超一流の走りを簡単に実行するストーナー。病と闘い、憧れのチームへ (3ページ目)

  • 西村章●取材・文 text by Nishimura Akira
  • 竹内秀信●撮影 photo by Takeuchi Hidenobu

 当時の彼に対する「電子制御任せで走っている」「図抜けたマシンパワーのおかげ」などといった事実と異なる揶揄(やゆ)や、「走りにおもしろみがない」などという難癖に近い批判の声が出たのは、この危なげない(ように見える)ライディングにその理由の一端があったのかもしれない。

 その実、彼の絶妙なスライドコントロールや繊細なスロットル操作は外から見てもわかりにくい。タイヤエンジニアやライバル選手たちがデータをみると目をむくような操作を行なっていたことは、後年になってよく指摘されるようになった。これは、ちまたでよく言われる「ファインプレーをファインプレーのように見せないのが、名選手の名選手たるゆえん」という俚諺(りげん)とも通じるところがあるかもしれない。

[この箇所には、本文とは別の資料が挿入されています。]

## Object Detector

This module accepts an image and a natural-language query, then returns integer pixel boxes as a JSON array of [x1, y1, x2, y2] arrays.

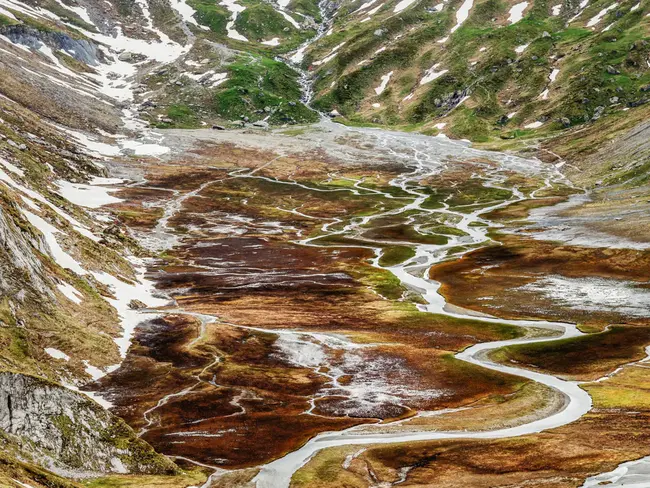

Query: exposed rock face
[[0, 196, 54, 300], [1, 25, 104, 66], [0, 372, 177, 478]]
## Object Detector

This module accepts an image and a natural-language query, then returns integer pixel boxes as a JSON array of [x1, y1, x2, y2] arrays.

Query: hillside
[[0, 0, 650, 488]]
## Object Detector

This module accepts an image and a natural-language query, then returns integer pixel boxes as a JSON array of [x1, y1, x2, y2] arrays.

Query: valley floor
[[78, 119, 650, 487]]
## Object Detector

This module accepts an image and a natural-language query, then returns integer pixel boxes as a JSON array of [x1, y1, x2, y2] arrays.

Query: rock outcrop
[[0, 372, 177, 478]]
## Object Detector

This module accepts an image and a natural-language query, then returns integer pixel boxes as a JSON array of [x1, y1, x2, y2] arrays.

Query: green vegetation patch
[[379, 246, 415, 266]]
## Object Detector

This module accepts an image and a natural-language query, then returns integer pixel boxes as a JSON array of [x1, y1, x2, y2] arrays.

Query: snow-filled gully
[[134, 129, 592, 488], [248, 130, 592, 488]]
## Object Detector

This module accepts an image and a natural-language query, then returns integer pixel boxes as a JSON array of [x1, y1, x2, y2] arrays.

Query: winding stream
[[134, 119, 592, 488], [249, 127, 592, 488]]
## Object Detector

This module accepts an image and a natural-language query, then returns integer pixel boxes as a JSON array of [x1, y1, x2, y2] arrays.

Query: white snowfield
[[508, 2, 528, 25], [587, 3, 618, 27], [45, 347, 70, 361], [56, 180, 122, 208], [375, 71, 393, 95], [420, 63, 449, 85]]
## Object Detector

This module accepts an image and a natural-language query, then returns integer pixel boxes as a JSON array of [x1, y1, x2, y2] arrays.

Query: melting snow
[[375, 71, 393, 95], [22, 209, 86, 275], [0, 158, 25, 178], [56, 180, 122, 208], [0, 7, 18, 20], [45, 347, 70, 361], [169, 0, 201, 27], [56, 283, 83, 305], [508, 2, 528, 24], [587, 3, 618, 27], [515, 44, 530, 54], [420, 63, 449, 85], [278, 10, 300, 29], [221, 0, 248, 42], [313, 41, 345, 66], [393, 0, 417, 13], [519, 276, 650, 317], [451, 0, 474, 34]]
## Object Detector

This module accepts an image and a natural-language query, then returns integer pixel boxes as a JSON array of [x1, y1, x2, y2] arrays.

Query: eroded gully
[[128, 120, 592, 488], [129, 1, 592, 482]]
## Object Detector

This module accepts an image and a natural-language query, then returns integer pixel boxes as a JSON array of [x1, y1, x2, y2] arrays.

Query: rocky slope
[[0, 0, 650, 486]]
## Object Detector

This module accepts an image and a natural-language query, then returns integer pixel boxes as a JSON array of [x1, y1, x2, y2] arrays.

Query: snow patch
[[508, 2, 528, 25], [515, 43, 530, 54], [587, 3, 618, 27], [56, 180, 123, 208], [451, 0, 474, 34], [375, 71, 393, 95], [45, 347, 70, 361], [393, 0, 417, 13], [517, 275, 650, 317], [56, 283, 83, 305], [524, 120, 544, 129], [420, 63, 449, 85]]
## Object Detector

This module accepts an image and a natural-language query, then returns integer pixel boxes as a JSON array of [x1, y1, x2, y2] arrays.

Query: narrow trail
[[254, 132, 592, 488], [132, 123, 592, 488]]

見た目にはわかりにくい繊細な操作技術をもつストーナー見た目にはわかりにくい繊細な操作技術をもつストーナー そんなストーナーの特性が象徴的に表れたのは、第13戦サンマリノGPだ。

 アドリア海に面したイタリア有数の観光地リミニ近郊にあるミザノ・サーキットで開催され、この年からレースカレンダーに復活したGPだった。バレンティーノ・ロッシの住むタヴッリアからも近く、ロッシが少年時代に初めてレーシングマシンを走らせたのはこのサーキットだったという。

 それだけにこの会場は他のどのサーキットよりもロッシファンの占める割合が高い。ロッシ自身も、カレンダー復帰初年だけに必勝態勢でミザノの週末に臨んだ。